We saw the Kremlin crack down on some of these nationalist groups long before it began poisoning, jailing, and killing prominent democratic opposition leaders. The amount of repression they used against nationalist marches and rallies was much greater, much earlier, than against democratic groups. In 2011 and 2012, things started to change. Democratic organizations actually began to challenge Putin in a concerted way in the streets and in mobilization politics. Putin discovered that he needed to make common cause with some of the conservative nationalist groups.
In 2014, when this semi-clandestine effort began in eastern Ukraine, I needed them even more. Many of these people volunteered to serve, either through the Russian military, paramilitary groups, private military companies, or simply volunteering for the armies of the “People’s Republics” in Lugansk and Donetsk. On the one hand, I really needed them to support this. On the other hand, he didn’t want to cling to them. These groups were very angry when Putin accepted the Minsk peace accords in 2015, instead of pushing for war, which is what they wanted him to do. He ended up having to turn to repression, putting some people in jail.

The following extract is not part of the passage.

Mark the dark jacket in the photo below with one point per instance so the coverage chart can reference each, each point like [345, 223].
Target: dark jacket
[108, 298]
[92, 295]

That has always been, for him, a slightly more immediate threat than the democratic opposition.
Do we have any idea how well Western economic sanctions are working, or at least how the Russians feel about it?
The sanctions have not yet had a big impact on the Russian economy, at least when it comes to people. It has had a huge impact on the structure of the Russian economy. Imports have plummeted. Prices have gone up, but in ways that are not orders of magnitude different from what people are facing in the West.
Russia had a war chest and has been able to cushion the currency and the impact in terms of employment and wages. But it is starting to run out of steam and the government is faced with the need to make tough decisions about who it will support. Although people are still able to keep the lights on and food on the table, everyone has experienced a decline in living standards.
In the polls, people have been very clear that they don’t think they can find high-tech goods, durable goods, automobiles, that sort of thing, of the quality that they could get before this war. As the months go by and things break down and need to be replaced, that has an overall impact on people’s quality of life and the efficiency of the economy.